The duty of reasonable care is not satisfied by blind reliance on representations made by others. People v. Witzerman, 29 Cal.App.3d 169, 105 Cal.Rptr. 284, holds section 17500 imposes a duty of investigation. Such a duty is particularly applicable where the information relied upon and the sources of verification are both within the corporation disseminating the misleading advertising. The failure to verify and investigate breaches the duty of care when facts are present which would put a reasonable person on notice of possible misrepresentations.
The facts here show the need for an attempt to verify the computer printout, the light burden such an attempt would create and the probable success of an investigation. Peck realized the ads contained the addresses of many new tract homes which were subject to the misleading listing practice. Nevertheless, he made no effort to discover whether the use of those addresses was caused by the listing practice. Bustetter, who likewise recognized the many tract home addresses, also made no attempt to verify the printout. A phone call to the FEO employee who supervised sales of the tract homes, Curd, would have resolved the matter; Curd realized the accuracy of the ads was questionable.
Interpreting section 17500 to impose a duty of communication among corporate departments is supported by the well-established rule imputing knowledge of corporate officials to the corporation itself (Civ. Code, § 2332; Sanfran Co. v. Rees Blow Pipe Mfg. Co., 168 Cal.App.2d 191, 335 P.2d 995). FEO argues this rule is inapplicable where no one employee has all the information necessary to realize the advertisements are wrong. Sanders v. Magill, 9 Cal.2d 145, 70 P.2d 159, rejects this argument,
“[S]uch a rule, in our opinion, is fraught with danger and would open up avenues of fraud which would lead to incalcuable hazards. It would permit a corporation, by not letting its right hand know what is in its left hand, to mislead and deceive those who are dealing with it in perfectly good faith.” (9 Cal.2d at p. 154, 70 P.2d 159.)
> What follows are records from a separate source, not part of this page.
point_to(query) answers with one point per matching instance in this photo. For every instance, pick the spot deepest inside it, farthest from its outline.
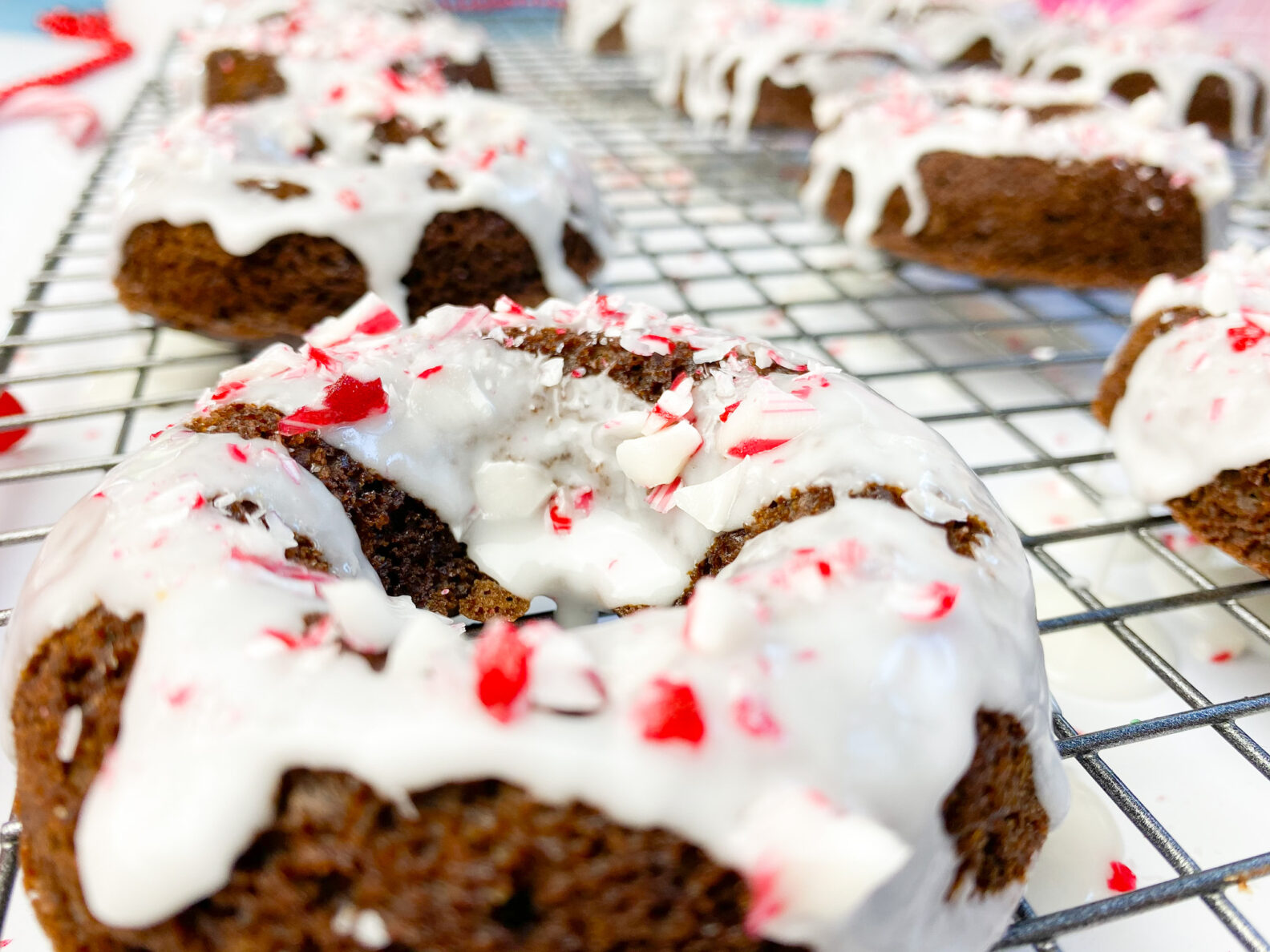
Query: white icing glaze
(647, 26)
(500, 156)
(802, 719)
(1176, 56)
(823, 50)
(945, 30)
(320, 34)
(882, 132)
(1196, 395)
Among Peck, Bustetter and Curd, FEO clearly had the information proving the advertisements were misleading; this knowledge is imputed to the corporate defendant itself.
FEO argues the imposition of a duty to investigate makes section 17500 a strict liability provision. That is not true. This inquiry did not end with the finding of errors in the ads, as would be the case under a rule of strict liability. FEO further contends it should not be held liable because no FEO employee actually “perceived” the misleading nature of the advertisements. This argument misdefines the applicable duty; section 17500 prohibits negligent as well as intentional dissemination of misleading advertising (Feather River Trailer Sales, Inc. v. Sillas, 96 Cal.App.3d 234, 158 Cal.Rptr. 26; People v. Superior Court (Olson), 96 Cal.App.3d 181, 157 Cal.Rptr. 628).
FEO characterizes section 17500 as “quasi-criminal” and on this basis argues for a narrow, pro-defendant interpretation of the statute and against application of the rule imputing knowledge of corporate employees to the corporate defendant. These arguments lack merit because this proceeding is civil (People v. Superior Court (Kaufman), 12 Cal.3d 421, 115 Cal.Rptr. 812, 525 P.2d 716). The civil nature of the proceeding also forecloses FEO's double jeopardy argument.
FEO correctly states section 17500 grants the trial court discretion in setting punishment for a violation. This discretion, however, does not encompass use of the wrong standard to measure defendant's actions; where there has been a violation there is no discretion to find no liability whatsoever.
GERALD BROWN, Presiding Justice.
COLOGNE and STANIFORTH, JJ., concur.